Elizabeth started to shake.
Wickham sounded quite pleased with himself. “She’s mine now. No other man would want something I’ve staked my claim on in such a way.”
Mr. Darcy’s voice was very quiet. “You couldn’t have been alone for longer than half an hour. You can’t have…” He reached out and put a hand on her shoulder.
She turned back to look at him.
“What happened?” he said.
She shook him off, feeling like she might start crying.
Mr. Darcy went around her on the path and slammed a hand into the back of Wickham’s head.
“Ouch!” cried Wickham, turning round to face him.
The rain was coming down in sheets now, and they were all soaked. Mr. Darcy had rain dripping off his nose, off his chin. Wickham shoved a lock of his own wet hair out of his face.
“You blackguard,” said Mr. Darcy. “If you forced yourself on her, it’s a hanging offense—”
“She was quite willing,” said Mr. Wickham.
Mr. Darcy punched Mr. Wickham.
Well, he tried.
Mr. Wickham ducked at the last second and barreled into Mr. Darcy’s chest, driving himself head first into the other man.
They both stumbled backwards into the trunk of a tree.
Mr. Darcy was wheezing because Wickham had thrust his head forcefully into his chest, and he flailed against the tree trunk for a moment as Wickham straightened.
Wickham, expression venomous, punched Darcy.
Darcy’s nose exploded in a gush of red that mingled with the rain on his face. He grunted.
He punched Wickham back, two punches in the middle of his stomach.
And then Elizabeth rushed forward and said, “Stop it. You have to stop it.”
Darcy looked at her, distracted.
And Wickham used that moment to hit Darcy in the face again.
Darcy let out another grunt and he went after Wickham, who danced away, saying, “You remember how this went when we were boys, don’t you, Fitzie?”

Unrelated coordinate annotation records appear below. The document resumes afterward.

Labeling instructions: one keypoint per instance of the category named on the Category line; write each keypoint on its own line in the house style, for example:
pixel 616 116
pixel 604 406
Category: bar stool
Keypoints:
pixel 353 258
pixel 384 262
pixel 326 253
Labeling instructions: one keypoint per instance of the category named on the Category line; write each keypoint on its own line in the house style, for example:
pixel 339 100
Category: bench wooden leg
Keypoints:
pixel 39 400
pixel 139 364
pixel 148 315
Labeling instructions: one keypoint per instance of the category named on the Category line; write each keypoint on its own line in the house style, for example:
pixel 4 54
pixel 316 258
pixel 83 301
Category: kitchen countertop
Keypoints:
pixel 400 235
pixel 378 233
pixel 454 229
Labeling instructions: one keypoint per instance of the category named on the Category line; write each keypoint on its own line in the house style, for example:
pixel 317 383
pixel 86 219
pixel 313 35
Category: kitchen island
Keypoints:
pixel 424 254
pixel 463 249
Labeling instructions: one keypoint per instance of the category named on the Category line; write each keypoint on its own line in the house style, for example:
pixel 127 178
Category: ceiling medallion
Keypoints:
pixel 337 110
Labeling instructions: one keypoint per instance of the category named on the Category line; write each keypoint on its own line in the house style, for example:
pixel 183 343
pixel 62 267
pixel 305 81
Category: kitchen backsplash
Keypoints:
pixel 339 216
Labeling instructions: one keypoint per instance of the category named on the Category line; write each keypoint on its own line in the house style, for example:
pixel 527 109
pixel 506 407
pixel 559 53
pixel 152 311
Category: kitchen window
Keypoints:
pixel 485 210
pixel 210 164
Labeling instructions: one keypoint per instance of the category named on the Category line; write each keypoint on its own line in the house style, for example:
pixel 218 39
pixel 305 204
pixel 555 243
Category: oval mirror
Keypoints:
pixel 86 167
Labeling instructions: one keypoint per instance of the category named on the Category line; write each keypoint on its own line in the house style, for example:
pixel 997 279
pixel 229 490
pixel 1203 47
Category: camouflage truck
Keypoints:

“Yes, I remember you always wished me to play at being your whipping boy,” growled Darcy, seizing Wickham from behind, wrapping an arm around his neck.
Wickham drove his elbow into Darcy.
Darcy gasped and loosened his grip.
Wickham freed himself and hit Darcy in the face again.
“Stop it!” cried Elizabeth, who was beginning to realize that Mr. Wickham was probably going to beat Mr. Darcy because he was…
well, look at him. He slept every night in a tent in the militia, and Mr. Darcy slept in a cushy bed in an estate.
Mr. Wickham was the son of a servant, and Mr. Darcy owned estates.
If it came down to brute strength, she wasn’t sure that Mr. Darcy had a real hope of besting the other man. “Stop it right now!”
Both men turned to her, their faces wet with rain (and with blood in Darcy’s case.) They stopped.
“Well?” said Mr. Darcy. “Were you willing, Miss Bennet?”
“Stop interrogating my future wife,” said Mr. Wickham, slinging an arm around her, and pulling her in against his chest.
She could not breathe, but she went very still against him, and she didn’t fight.
“Tell him, Miss Bennet, tell him you liked it.”
She heard her voice, thin and blank, like it was someone else’s voice. “I liked it.”
Wickham kept his body draped suffocatingly over hers, and he pulled her down the path. “There, you see? She’s mine now. She didn’t want you, anyway.”
Behind them, Mr. Darcy huffed, and then he didn’t say anything else at all.
They all trooped through the rain until they came to a ramshackle building. It had moss growing on the roof, and the little porch on the front was collapsed in places.